AFP - A conservation charity on Tuesday accused an American tourist of killing a much-loved Zimbabwean lion called "Cecil" on a hunt using a bow and arrow, adding that the animal had taken 40 hours to die.
The lion, which was a popular attraction among visitors to the Hwange National Park, was tempted outside the park using bait and then shot earlier this month.
The Zimbabwe Conservation Task Force charity named the alleged trophy hunter as Walter Palmer from Minnesota, saying he had paid $50,000 for the hunt.
The charity said Palmer and professional hunter Theo Bronkhorst had gone hunting at night and tied a dead animal to their vehicle to lure Cecil, who was aged about 13, out of the national park.
"Palmer shot Cecil with a bow and arrow but this shot didn't kill him. They tracked him down and found him 40 hours later when they shot him with a gun," the charity alleged.
It added that the hunters then found that the dead lion was wearing a tracking collar, which they unsuccessfully tried to hide.
"Cecil was skinned and beheaded. We don't know the whereabouts of the head. Walter Palmer apparently paid $50,000 for the kill and we assume Theo Bronkhorst received this money," the charity alleged.
Bronkhorst and the local landowner Honest Ndlovu will appear in court on Wednesday to face poaching charges, the Zimbabwean Parks Authority said Tuesday.
"Both the professional hunter and land owner had no permit or quota to justify the offtake of the lion and therefore are liable for the illegal hunt," it said in a statement.

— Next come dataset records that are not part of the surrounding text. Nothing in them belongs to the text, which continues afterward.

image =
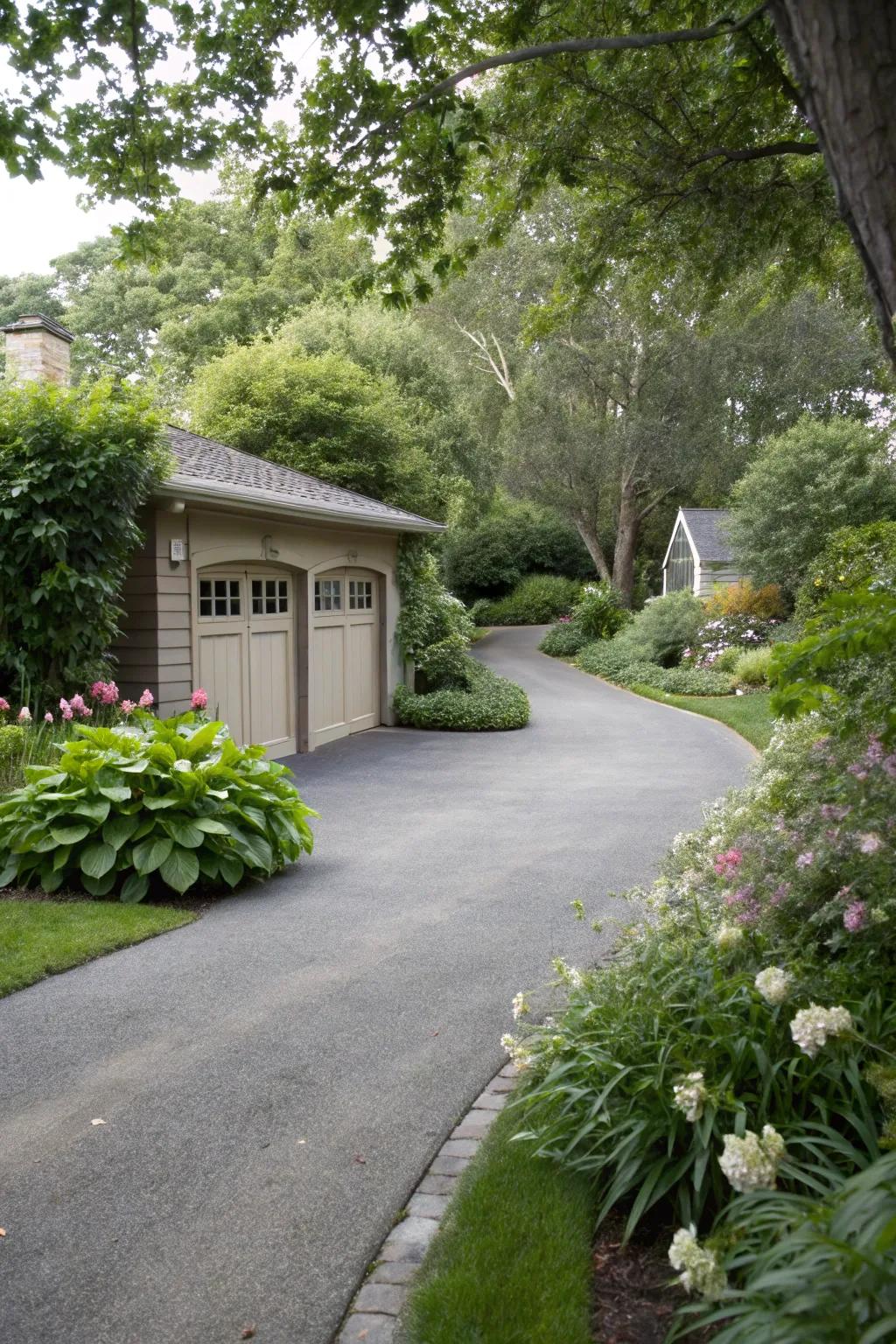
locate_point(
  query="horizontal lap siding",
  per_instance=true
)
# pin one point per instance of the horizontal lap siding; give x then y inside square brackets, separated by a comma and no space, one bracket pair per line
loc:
[153,651]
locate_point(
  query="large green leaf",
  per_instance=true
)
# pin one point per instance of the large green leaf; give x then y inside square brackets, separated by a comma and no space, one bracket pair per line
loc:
[120,828]
[70,834]
[180,869]
[97,859]
[185,832]
[135,889]
[150,854]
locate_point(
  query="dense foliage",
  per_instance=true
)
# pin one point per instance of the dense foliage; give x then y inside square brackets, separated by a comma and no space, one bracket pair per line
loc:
[535,601]
[732,1065]
[173,802]
[476,701]
[74,469]
[489,558]
[803,486]
[662,629]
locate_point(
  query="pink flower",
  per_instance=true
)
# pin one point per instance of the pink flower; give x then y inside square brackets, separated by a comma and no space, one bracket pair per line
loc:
[855,917]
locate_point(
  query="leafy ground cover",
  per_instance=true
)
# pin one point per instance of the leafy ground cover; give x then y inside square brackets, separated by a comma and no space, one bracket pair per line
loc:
[750,715]
[512,1263]
[42,937]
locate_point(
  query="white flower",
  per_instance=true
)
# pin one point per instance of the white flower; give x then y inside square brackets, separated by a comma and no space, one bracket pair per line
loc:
[773,984]
[700,1270]
[751,1163]
[812,1027]
[567,973]
[690,1096]
[728,937]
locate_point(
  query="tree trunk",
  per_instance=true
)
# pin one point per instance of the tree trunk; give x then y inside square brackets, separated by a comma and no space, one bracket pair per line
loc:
[843,54]
[589,534]
[627,536]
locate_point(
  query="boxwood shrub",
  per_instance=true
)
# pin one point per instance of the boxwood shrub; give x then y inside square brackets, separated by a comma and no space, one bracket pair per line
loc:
[610,660]
[564,640]
[165,802]
[486,702]
[535,601]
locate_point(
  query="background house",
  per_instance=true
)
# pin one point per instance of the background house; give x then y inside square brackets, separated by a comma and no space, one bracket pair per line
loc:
[699,554]
[270,589]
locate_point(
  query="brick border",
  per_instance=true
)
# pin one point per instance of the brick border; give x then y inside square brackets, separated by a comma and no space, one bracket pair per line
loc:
[373,1316]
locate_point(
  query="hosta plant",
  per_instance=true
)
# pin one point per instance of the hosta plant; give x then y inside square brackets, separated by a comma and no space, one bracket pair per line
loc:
[172,802]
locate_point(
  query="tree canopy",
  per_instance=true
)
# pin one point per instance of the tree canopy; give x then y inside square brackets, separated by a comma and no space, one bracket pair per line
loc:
[695,137]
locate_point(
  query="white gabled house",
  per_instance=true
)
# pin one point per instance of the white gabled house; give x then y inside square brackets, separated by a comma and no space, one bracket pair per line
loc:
[699,554]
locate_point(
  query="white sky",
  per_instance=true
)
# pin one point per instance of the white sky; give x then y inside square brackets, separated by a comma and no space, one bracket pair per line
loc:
[40,220]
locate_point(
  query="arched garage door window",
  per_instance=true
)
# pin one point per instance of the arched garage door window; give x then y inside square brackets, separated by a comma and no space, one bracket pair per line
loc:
[344,654]
[246,640]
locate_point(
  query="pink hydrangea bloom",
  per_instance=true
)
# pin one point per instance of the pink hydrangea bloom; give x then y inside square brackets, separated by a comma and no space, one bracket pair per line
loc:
[855,917]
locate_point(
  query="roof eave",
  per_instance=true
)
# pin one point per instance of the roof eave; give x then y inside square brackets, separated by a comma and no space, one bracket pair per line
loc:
[208,492]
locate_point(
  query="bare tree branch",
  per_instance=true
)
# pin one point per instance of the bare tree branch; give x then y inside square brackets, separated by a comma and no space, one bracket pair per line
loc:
[486,361]
[572,46]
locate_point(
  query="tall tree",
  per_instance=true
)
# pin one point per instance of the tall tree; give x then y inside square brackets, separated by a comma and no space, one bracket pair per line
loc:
[693,136]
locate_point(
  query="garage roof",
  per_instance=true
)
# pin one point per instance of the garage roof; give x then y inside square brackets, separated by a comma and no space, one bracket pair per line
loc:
[210,472]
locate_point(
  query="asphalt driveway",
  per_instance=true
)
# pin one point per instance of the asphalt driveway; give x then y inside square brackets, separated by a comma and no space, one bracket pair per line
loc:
[274,1078]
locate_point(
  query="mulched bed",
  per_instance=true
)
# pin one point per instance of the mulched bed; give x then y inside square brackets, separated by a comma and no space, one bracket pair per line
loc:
[634,1291]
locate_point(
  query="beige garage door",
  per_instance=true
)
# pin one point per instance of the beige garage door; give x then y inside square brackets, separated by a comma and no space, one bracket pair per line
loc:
[344,656]
[245,637]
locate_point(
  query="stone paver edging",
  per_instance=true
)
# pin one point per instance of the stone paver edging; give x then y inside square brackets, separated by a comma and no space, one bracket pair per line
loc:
[374,1313]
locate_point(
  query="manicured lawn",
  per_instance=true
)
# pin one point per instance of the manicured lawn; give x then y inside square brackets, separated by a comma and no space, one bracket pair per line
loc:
[512,1263]
[40,937]
[746,714]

The statement made no mention of Palmer, but added that Bronkhorst's son Zane was also wanted for questioning.
Zimbabwe Conservation Task Force said Cecil's cubs were likely to be killed by the lion that took over in the group's hierarchy.
Cecil was described by safari operators as an "iconic" animal, who was recognised by many visitors to Hwange for his distinctive black mane.
The court hearing is due to be held in Victoria Falls on Wednesday.
The safari operators association was due to give a press conference later Tuesday.